The summit track on democratization of AI could lead with a challenge to the current concentration of compute and data resources in the hands of a few Big Tech firms, but could just as easily sidestep questions of power distribution in favor of a more benign mandate of access to more compute. India’s use case capital positioning fits well with this posture, allowing the country to focus on a burgeoning downstream AI startup ecosystem while sidestepping a key question of value distribution and Big Tech power: Will these startups be more than barnacles on the hull of Big Tech companies that still control the underlying computing and foundation model infrastructure?

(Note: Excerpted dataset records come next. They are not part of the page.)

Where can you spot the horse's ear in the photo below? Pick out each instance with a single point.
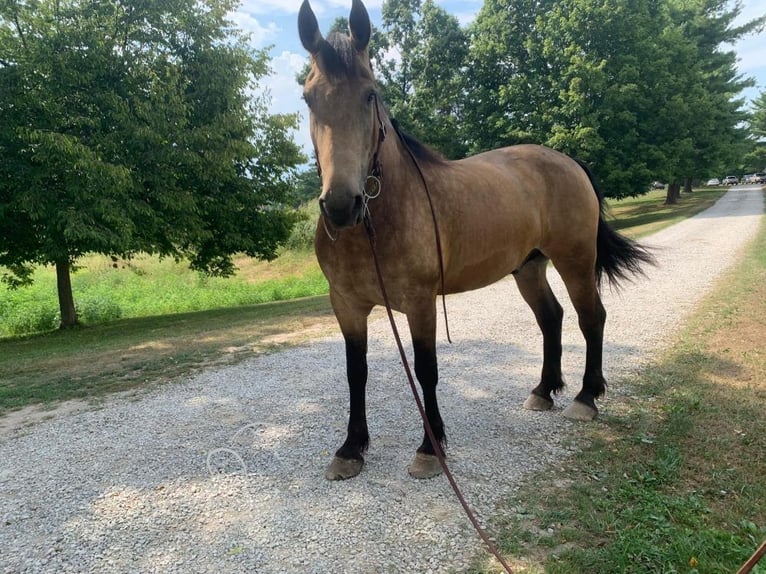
(308, 29)
(359, 25)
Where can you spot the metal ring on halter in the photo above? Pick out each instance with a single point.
(327, 229)
(376, 186)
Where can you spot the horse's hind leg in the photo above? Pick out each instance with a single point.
(580, 280)
(422, 323)
(536, 291)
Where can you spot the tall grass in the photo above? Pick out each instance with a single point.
(147, 286)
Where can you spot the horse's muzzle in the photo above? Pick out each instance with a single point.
(343, 213)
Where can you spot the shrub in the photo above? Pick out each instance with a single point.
(98, 310)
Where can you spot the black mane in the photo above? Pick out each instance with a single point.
(338, 55)
(419, 150)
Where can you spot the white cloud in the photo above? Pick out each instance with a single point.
(285, 93)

India is open for Big Tech business — despite its public emphasis on homegrown products. The country’s OpenAI Learning Accelerator emphasizes expanding access to AI for educators; Anthropic’s India strategy is focused on adoption of AI in agriculture, education, and Indian languages; Google is pushing DPI and AI integration in health care, and using India as a resource for model testing and improvement. Meta, Microsoft, and Amazon have made similar announcements on cloud infrastructure, skilling, and application layer growth. These effectively make India a site for localizing existing models and scale, but not a locus of control or leadership.
In courting U.S. tech capital, India’s own aspirations of digital sovereignty do not find utterance in the summit’s documentation, even as Big Tech itself has cashed in, offering sovereignty-as-a-service to governments. As we’ve learned, in the tussle between states and Big Tech, it is always regional, community-oriented, bottom-up notions of sovereignty that lose out.
There is wide-ranging global consensus that the unprecedented levels of power in the AI industry are a key challenge of our time — from governments increasingly anxious about their core digital infrastructure being beholden to the whims of foreign tech CEOs and to a general public that is grappling with the growing harms of the AI boom.
In this context, the India summit, with its impact-oriented framing and calls to internationalism and “leadership of the Global South,” offers fertile terrain to build resistance to the status quo, and to stitch together the burgeoning national and local efforts that collectively represent a people-centered alternative. Can this summit genuinely be a moment for challenging how power is distributed globally in the AI economy?